Leganés. Ubicación geográfica. Esta localidad del sur de Madrid regada por el arroyo Butarque fue décadas atrás una importante huerta con tanto renombre como la murciana que se evaporó con su conversión en ciudad dormitorio e industrial. Durante muchos años fue un importante centro militar, con una gran base de infantería mecanizada que en 1991 fue trasladada a Extremadura y también otra de legionarios. De esta segunda presencia, leemos, emanó el espíritu del ajimoroji: una técnica de cocina de inspiración musulmana que fue transmitida por los soldados tras sus experiencias en el norte de África. [Mapa VíaMichelín]

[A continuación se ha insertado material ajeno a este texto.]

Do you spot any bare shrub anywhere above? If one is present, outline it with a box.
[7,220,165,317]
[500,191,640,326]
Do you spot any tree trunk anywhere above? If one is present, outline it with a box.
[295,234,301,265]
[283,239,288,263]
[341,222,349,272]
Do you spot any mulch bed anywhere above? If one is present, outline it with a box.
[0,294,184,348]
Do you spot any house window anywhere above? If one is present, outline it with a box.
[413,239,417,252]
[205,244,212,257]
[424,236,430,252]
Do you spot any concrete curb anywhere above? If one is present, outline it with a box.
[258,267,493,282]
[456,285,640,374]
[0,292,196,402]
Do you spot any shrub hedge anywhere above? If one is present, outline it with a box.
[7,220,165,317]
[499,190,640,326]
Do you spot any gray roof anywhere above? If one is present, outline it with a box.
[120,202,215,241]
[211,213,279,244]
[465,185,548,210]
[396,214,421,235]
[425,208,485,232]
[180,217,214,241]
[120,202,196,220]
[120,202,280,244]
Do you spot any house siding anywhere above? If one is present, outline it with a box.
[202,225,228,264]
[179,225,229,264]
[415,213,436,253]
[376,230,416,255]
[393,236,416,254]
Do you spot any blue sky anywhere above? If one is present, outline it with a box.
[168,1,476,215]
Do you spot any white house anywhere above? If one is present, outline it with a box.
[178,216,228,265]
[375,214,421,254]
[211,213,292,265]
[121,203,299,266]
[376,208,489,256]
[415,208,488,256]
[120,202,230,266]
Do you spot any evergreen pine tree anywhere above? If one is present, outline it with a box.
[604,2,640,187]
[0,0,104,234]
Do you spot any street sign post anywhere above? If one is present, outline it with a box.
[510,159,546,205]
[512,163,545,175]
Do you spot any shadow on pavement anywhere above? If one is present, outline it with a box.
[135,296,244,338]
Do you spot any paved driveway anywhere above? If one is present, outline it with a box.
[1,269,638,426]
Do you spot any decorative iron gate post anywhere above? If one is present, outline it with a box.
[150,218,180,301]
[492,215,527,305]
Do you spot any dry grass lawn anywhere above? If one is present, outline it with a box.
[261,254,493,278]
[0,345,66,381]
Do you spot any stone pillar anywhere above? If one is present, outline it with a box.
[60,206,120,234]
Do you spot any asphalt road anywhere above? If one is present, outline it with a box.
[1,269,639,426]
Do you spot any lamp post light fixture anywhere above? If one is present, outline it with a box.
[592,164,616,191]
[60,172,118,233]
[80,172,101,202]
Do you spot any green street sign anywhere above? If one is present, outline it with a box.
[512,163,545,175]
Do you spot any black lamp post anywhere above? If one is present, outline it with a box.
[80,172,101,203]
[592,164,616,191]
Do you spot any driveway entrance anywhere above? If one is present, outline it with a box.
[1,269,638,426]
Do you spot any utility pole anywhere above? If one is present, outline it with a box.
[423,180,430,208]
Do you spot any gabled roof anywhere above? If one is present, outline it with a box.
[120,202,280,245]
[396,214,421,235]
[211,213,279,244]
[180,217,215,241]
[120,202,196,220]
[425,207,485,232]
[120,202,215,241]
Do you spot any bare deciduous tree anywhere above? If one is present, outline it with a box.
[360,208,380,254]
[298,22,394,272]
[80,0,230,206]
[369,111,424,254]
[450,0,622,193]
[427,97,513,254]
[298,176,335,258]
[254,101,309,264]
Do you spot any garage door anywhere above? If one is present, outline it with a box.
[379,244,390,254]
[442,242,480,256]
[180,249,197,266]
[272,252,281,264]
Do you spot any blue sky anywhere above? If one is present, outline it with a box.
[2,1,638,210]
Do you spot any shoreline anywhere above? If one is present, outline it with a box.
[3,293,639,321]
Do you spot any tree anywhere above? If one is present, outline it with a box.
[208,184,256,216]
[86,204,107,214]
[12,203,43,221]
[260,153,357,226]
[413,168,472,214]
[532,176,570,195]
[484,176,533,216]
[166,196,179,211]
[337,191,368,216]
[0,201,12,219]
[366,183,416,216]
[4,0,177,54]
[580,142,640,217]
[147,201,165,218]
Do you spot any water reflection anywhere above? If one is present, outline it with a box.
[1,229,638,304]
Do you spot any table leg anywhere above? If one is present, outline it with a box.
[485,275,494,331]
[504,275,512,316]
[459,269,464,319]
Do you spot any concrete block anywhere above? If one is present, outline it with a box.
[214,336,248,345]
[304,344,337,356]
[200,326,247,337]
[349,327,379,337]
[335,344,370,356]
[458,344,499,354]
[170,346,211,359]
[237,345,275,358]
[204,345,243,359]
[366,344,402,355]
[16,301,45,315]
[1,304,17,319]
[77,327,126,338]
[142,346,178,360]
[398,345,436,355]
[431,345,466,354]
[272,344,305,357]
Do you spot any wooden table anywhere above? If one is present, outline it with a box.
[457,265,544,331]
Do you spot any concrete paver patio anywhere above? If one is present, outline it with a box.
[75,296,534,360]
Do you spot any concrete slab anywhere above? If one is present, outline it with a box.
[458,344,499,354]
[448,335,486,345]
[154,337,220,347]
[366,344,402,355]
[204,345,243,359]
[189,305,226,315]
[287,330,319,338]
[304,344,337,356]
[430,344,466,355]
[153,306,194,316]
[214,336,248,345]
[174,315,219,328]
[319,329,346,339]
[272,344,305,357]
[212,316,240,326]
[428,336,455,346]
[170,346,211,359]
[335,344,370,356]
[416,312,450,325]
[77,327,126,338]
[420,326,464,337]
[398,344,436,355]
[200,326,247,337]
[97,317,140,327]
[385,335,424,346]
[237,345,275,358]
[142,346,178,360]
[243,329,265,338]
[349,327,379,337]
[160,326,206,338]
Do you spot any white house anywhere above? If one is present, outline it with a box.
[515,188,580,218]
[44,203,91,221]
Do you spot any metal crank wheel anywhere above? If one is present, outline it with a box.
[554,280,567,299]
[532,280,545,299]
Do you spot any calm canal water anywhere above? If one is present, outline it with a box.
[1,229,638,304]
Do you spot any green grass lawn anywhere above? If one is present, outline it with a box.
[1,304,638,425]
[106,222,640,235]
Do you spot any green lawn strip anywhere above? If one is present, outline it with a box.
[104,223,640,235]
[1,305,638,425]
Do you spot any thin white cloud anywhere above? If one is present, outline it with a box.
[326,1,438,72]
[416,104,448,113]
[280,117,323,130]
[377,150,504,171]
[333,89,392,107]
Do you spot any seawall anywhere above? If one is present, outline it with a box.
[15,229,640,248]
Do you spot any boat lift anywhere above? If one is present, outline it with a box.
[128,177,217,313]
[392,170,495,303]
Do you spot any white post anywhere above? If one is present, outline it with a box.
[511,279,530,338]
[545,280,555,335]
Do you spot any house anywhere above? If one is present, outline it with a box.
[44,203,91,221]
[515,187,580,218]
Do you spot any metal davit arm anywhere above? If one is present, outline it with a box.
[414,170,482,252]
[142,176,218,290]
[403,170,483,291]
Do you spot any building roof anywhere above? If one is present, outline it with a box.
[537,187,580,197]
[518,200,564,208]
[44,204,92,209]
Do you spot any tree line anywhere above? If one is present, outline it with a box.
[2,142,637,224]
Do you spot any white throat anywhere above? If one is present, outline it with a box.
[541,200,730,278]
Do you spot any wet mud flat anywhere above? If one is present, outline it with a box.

En la calle Juan Muñoz de Leganés, compartiendo ambiente con la plaza de París, en pleno centro urbano, encontraremos el Bar La Peña, también conocido por muchos como El Bar de los Conejos. El Cercanías o el Metro no pillan nada lejos. [Mapa VíaMichelín]

El Bar La Peña. Accesos.

El Bar La Peña.

Bar La Peña. El recinto más propiamente bar, antesala de los salones. La estética es clásica, en el sentido que se conserva como siempre con alguna pequeña innovación. La pared de la barra, la misma que vende mecheros y lotería, idolatra al futbolista Raúl González y a los toros. En el borde de la barra, de esas metálicas de siempre, aparecen los motes de los camareros que curran aquí. Es importante decir que no reservan y que a ciertas horas hay que hacer cola. ¡Así es su histórico éxito!

Al fondo se contempla el salón. Justo a su derecha, la cocina. Sí, no será raro salir oliendo a humo, a fritanga de la buena aunque sea tibiamente, aunque no nos demos cuenta.

Bar La Peña. La barra y su mundo. Ahí se aprecia bien el detalle de los camareros.

Menuda estampa...

La maquina del café y la lista de precios en plan carnicería de mercado de toda la vida...

El suelo, otro mítico. Reformas lo que se dicen reformas... pocas. Y no pasa nada.



El salón del Bar La Peña. A mano izquierda hay unas escaleras que conducen a una planta superior semiterraza. En primavera y verano suelen habilitarla. Muchos fines de semana están hasta arriba a mediodía.

El salón del Bar La Peña. La acristalada cocina es fuente de unos fogonazos bestiales. ¿Uno de los secretos de ese sabor inconfundible? Cuentan que era uno de los sitios más visitados por el jugador de fútbol Makukula.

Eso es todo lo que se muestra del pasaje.